To further illustrate the dangers of over-application of the DPA to charity marketing, two recent examples come to mind.
The first is from a large national charity who, until very recently, included an opt-out on every piece of mail communication to donors. Every newsletter, appeal letter and thank you letter included a tick box, offering them the chance to become ‘no-mail’. This was lunacy. Even though supporters have the best of intentions when they opt out – “it will save them money,” they think – they invariably give less as a consequence.
The second was the enquiry form on the legacy pages of a major UK charity’s website. Beautifully designed, with award winning usability, the site’s effectiveness was ruined on the final screen. Just before hitting ‘submit’ the visitor was presented with three DP clauses. The first was an opt-in for email and telephone and the second was a lengthy explanation and an opt-out for them selling your details. But the worst shooting-themselves-in-the-foot moment came with the third, which required an opt-in: “Keep me informed of [charity name] products, offers and appeals by mail”. Somewhat unsurprisingly, most enquirers were no-mail – which meant the system flagged them as being unable to receive even the materials they had requested.

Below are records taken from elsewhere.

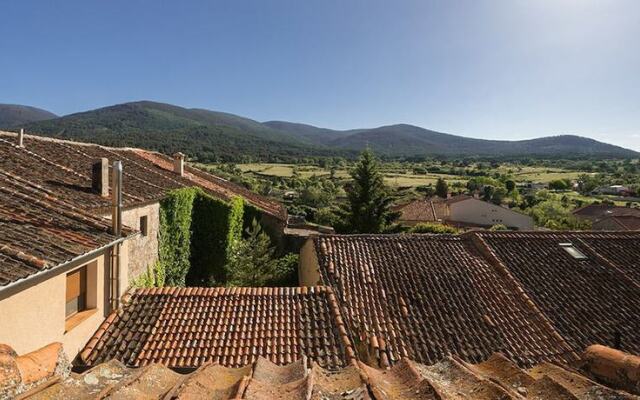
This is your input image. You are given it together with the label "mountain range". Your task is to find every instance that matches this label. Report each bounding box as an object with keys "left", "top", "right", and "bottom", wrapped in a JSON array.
[
  {"left": 1, "top": 101, "right": 637, "bottom": 161},
  {"left": 0, "top": 104, "right": 58, "bottom": 127}
]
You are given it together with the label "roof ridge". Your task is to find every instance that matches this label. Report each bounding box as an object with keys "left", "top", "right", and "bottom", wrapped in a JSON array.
[{"left": 0, "top": 130, "right": 151, "bottom": 153}]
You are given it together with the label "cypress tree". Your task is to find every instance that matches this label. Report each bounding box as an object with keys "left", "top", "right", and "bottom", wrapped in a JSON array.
[
  {"left": 435, "top": 177, "right": 448, "bottom": 198},
  {"left": 344, "top": 149, "right": 395, "bottom": 233}
]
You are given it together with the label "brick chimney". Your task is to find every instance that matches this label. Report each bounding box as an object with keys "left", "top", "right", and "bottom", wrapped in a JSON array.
[
  {"left": 91, "top": 158, "right": 109, "bottom": 197},
  {"left": 173, "top": 152, "right": 185, "bottom": 176},
  {"left": 18, "top": 129, "right": 24, "bottom": 147}
]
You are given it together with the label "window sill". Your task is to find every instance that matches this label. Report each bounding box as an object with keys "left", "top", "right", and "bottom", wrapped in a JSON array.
[{"left": 65, "top": 308, "right": 97, "bottom": 333}]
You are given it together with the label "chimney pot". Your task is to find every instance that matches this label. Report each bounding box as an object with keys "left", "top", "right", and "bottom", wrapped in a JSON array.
[
  {"left": 18, "top": 129, "right": 24, "bottom": 147},
  {"left": 92, "top": 158, "right": 110, "bottom": 197},
  {"left": 173, "top": 152, "right": 185, "bottom": 176}
]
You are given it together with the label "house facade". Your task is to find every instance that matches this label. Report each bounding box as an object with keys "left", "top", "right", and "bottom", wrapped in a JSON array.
[
  {"left": 446, "top": 196, "right": 533, "bottom": 229},
  {"left": 395, "top": 195, "right": 534, "bottom": 230}
]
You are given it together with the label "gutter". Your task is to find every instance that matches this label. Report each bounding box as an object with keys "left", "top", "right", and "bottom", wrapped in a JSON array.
[{"left": 0, "top": 235, "right": 133, "bottom": 299}]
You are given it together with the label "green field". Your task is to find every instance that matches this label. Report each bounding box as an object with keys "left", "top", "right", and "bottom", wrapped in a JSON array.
[
  {"left": 235, "top": 163, "right": 590, "bottom": 188},
  {"left": 237, "top": 163, "right": 466, "bottom": 187}
]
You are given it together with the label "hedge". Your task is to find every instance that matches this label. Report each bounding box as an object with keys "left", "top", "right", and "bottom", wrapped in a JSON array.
[
  {"left": 155, "top": 187, "right": 245, "bottom": 287},
  {"left": 187, "top": 194, "right": 243, "bottom": 286},
  {"left": 158, "top": 188, "right": 197, "bottom": 286}
]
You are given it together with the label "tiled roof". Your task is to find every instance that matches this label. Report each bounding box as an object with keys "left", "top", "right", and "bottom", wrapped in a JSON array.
[
  {"left": 573, "top": 204, "right": 640, "bottom": 221},
  {"left": 0, "top": 168, "right": 128, "bottom": 286},
  {"left": 594, "top": 215, "right": 640, "bottom": 231},
  {"left": 0, "top": 131, "right": 286, "bottom": 220},
  {"left": 312, "top": 234, "right": 577, "bottom": 368},
  {"left": 8, "top": 343, "right": 639, "bottom": 399},
  {"left": 393, "top": 198, "right": 448, "bottom": 223},
  {"left": 474, "top": 231, "right": 640, "bottom": 356},
  {"left": 79, "top": 286, "right": 354, "bottom": 369}
]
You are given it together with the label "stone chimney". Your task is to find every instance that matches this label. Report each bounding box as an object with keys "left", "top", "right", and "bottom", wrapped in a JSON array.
[
  {"left": 17, "top": 129, "right": 24, "bottom": 147},
  {"left": 173, "top": 152, "right": 185, "bottom": 176},
  {"left": 91, "top": 158, "right": 109, "bottom": 197}
]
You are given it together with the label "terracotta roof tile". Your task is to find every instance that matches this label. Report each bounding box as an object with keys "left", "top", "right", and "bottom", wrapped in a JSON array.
[
  {"left": 573, "top": 204, "right": 640, "bottom": 222},
  {"left": 474, "top": 231, "right": 640, "bottom": 355},
  {"left": 79, "top": 286, "right": 353, "bottom": 369},
  {"left": 0, "top": 169, "right": 128, "bottom": 286},
  {"left": 394, "top": 198, "right": 448, "bottom": 224},
  {"left": 0, "top": 131, "right": 286, "bottom": 220},
  {"left": 6, "top": 342, "right": 639, "bottom": 399},
  {"left": 312, "top": 234, "right": 577, "bottom": 368}
]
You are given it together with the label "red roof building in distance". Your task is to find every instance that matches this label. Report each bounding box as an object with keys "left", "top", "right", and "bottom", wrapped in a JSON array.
[
  {"left": 573, "top": 203, "right": 640, "bottom": 224},
  {"left": 393, "top": 195, "right": 534, "bottom": 230}
]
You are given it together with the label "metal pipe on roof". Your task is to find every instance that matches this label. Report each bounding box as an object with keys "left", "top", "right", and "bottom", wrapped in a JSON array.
[
  {"left": 111, "top": 161, "right": 123, "bottom": 236},
  {"left": 110, "top": 161, "right": 123, "bottom": 311}
]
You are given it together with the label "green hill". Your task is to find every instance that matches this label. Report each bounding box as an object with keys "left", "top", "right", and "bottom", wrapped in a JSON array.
[
  {"left": 0, "top": 104, "right": 57, "bottom": 127},
  {"left": 18, "top": 101, "right": 336, "bottom": 162},
  {"left": 16, "top": 100, "right": 638, "bottom": 161}
]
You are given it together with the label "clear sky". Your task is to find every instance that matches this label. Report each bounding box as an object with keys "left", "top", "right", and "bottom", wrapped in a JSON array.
[{"left": 1, "top": 0, "right": 639, "bottom": 149}]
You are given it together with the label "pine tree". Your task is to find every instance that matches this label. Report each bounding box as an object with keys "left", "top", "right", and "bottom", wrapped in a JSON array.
[
  {"left": 226, "top": 220, "right": 277, "bottom": 286},
  {"left": 435, "top": 177, "right": 448, "bottom": 198},
  {"left": 225, "top": 219, "right": 298, "bottom": 286},
  {"left": 344, "top": 149, "right": 395, "bottom": 233}
]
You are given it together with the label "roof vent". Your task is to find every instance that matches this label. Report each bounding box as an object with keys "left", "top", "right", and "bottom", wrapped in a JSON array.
[
  {"left": 92, "top": 158, "right": 110, "bottom": 197},
  {"left": 559, "top": 242, "right": 588, "bottom": 260},
  {"left": 173, "top": 152, "right": 185, "bottom": 176},
  {"left": 18, "top": 128, "right": 24, "bottom": 147}
]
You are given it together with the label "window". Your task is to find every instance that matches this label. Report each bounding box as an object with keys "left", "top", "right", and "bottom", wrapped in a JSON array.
[
  {"left": 65, "top": 266, "right": 87, "bottom": 318},
  {"left": 559, "top": 243, "right": 588, "bottom": 260},
  {"left": 140, "top": 215, "right": 148, "bottom": 236}
]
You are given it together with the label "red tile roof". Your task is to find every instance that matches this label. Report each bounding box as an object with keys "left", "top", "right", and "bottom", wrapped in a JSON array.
[
  {"left": 393, "top": 198, "right": 448, "bottom": 224},
  {"left": 593, "top": 215, "right": 640, "bottom": 231},
  {"left": 79, "top": 286, "right": 354, "bottom": 369},
  {"left": 312, "top": 234, "right": 577, "bottom": 368},
  {"left": 7, "top": 342, "right": 639, "bottom": 399},
  {"left": 474, "top": 231, "right": 640, "bottom": 356},
  {"left": 573, "top": 204, "right": 640, "bottom": 222},
  {"left": 0, "top": 131, "right": 286, "bottom": 220},
  {"left": 0, "top": 168, "right": 129, "bottom": 286}
]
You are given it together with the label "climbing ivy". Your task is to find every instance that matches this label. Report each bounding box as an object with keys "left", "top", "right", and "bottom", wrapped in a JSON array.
[
  {"left": 187, "top": 193, "right": 244, "bottom": 286},
  {"left": 158, "top": 188, "right": 198, "bottom": 286}
]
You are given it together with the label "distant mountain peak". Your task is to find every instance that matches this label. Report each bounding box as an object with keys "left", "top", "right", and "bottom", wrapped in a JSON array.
[{"left": 0, "top": 104, "right": 57, "bottom": 127}]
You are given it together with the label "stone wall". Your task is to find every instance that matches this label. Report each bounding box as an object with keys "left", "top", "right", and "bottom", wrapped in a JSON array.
[{"left": 120, "top": 203, "right": 160, "bottom": 280}]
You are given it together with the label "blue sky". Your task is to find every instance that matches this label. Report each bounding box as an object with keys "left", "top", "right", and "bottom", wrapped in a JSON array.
[{"left": 1, "top": 0, "right": 639, "bottom": 150}]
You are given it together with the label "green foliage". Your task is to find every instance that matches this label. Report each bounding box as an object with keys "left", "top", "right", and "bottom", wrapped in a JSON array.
[
  {"left": 131, "top": 262, "right": 164, "bottom": 288},
  {"left": 409, "top": 223, "right": 460, "bottom": 234},
  {"left": 435, "top": 178, "right": 448, "bottom": 198},
  {"left": 489, "top": 224, "right": 509, "bottom": 231},
  {"left": 187, "top": 194, "right": 244, "bottom": 286},
  {"left": 158, "top": 188, "right": 197, "bottom": 286},
  {"left": 549, "top": 179, "right": 571, "bottom": 191},
  {"left": 525, "top": 192, "right": 592, "bottom": 230},
  {"left": 343, "top": 149, "right": 396, "bottom": 233},
  {"left": 505, "top": 180, "right": 516, "bottom": 192},
  {"left": 156, "top": 187, "right": 245, "bottom": 287},
  {"left": 226, "top": 219, "right": 298, "bottom": 286}
]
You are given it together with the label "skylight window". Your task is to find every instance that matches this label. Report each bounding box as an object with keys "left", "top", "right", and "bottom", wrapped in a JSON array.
[{"left": 559, "top": 243, "right": 588, "bottom": 260}]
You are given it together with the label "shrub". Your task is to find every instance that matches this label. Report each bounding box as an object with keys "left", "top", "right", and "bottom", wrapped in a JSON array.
[{"left": 409, "top": 223, "right": 459, "bottom": 234}]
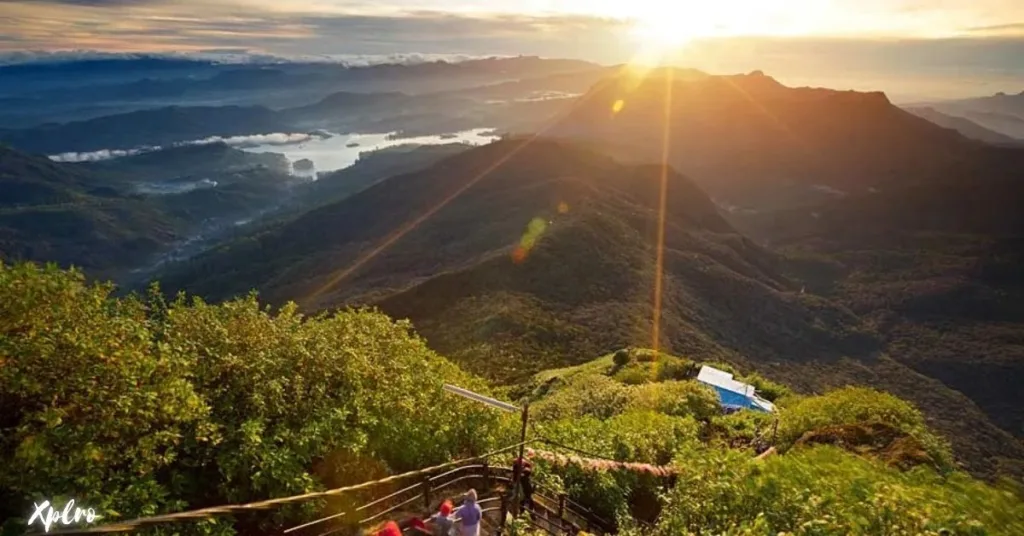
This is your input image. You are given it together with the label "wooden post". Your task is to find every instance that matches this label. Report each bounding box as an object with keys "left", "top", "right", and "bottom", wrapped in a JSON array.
[
  {"left": 770, "top": 417, "right": 779, "bottom": 445},
  {"left": 423, "top": 476, "right": 432, "bottom": 511},
  {"left": 482, "top": 460, "right": 491, "bottom": 492},
  {"left": 496, "top": 492, "right": 509, "bottom": 536},
  {"left": 510, "top": 403, "right": 529, "bottom": 517},
  {"left": 557, "top": 494, "right": 567, "bottom": 535}
]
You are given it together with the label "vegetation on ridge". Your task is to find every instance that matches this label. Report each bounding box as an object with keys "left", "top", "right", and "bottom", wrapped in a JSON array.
[
  {"left": 2, "top": 263, "right": 1024, "bottom": 534},
  {"left": 0, "top": 262, "right": 514, "bottom": 533}
]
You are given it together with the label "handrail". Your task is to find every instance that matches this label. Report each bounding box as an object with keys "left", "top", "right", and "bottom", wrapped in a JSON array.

As I hope I have illustrated, the Information Commissioners are most interested in your overall treatment and protection of supporters’ data. They want to see that you will communicate with people in a way they would reasonably expect.
When your hands are tied
You could, if you really wanted to follow best practice, add a line to recruitment pieces saying something like, "We promise to look after your details in line with the Data Protection Act, and will not share personal information supplied by you with any third party organisations without your consent."
And from time to time (e.g. somewhere on your website and annually by post) you could tell existing supporters: “We promise to look after your details in line with the Data Protection Act, and will only use them to contact you about our work. If you would like to tell us how you would prefer to hear from us, please contact us here….”
Finally, at all times you must be able to demonstrate that the supporter is always able to contact you to opt out of further contact … and that you have systems in place to ensure that you can administer their wishes.
If you have specific questions – or if you can't believe that what I have written can be true – the Information Commissioners’ helpline is incredibly helpful: 08456 30 60 60. They will happily discuss any specific issue you may be facing.
As you’ll hear if you call them, one of the phrases they will use most is, “what would the customer or supporter reasonably expect?”
Very important stuff this. Interesting, isn’t it?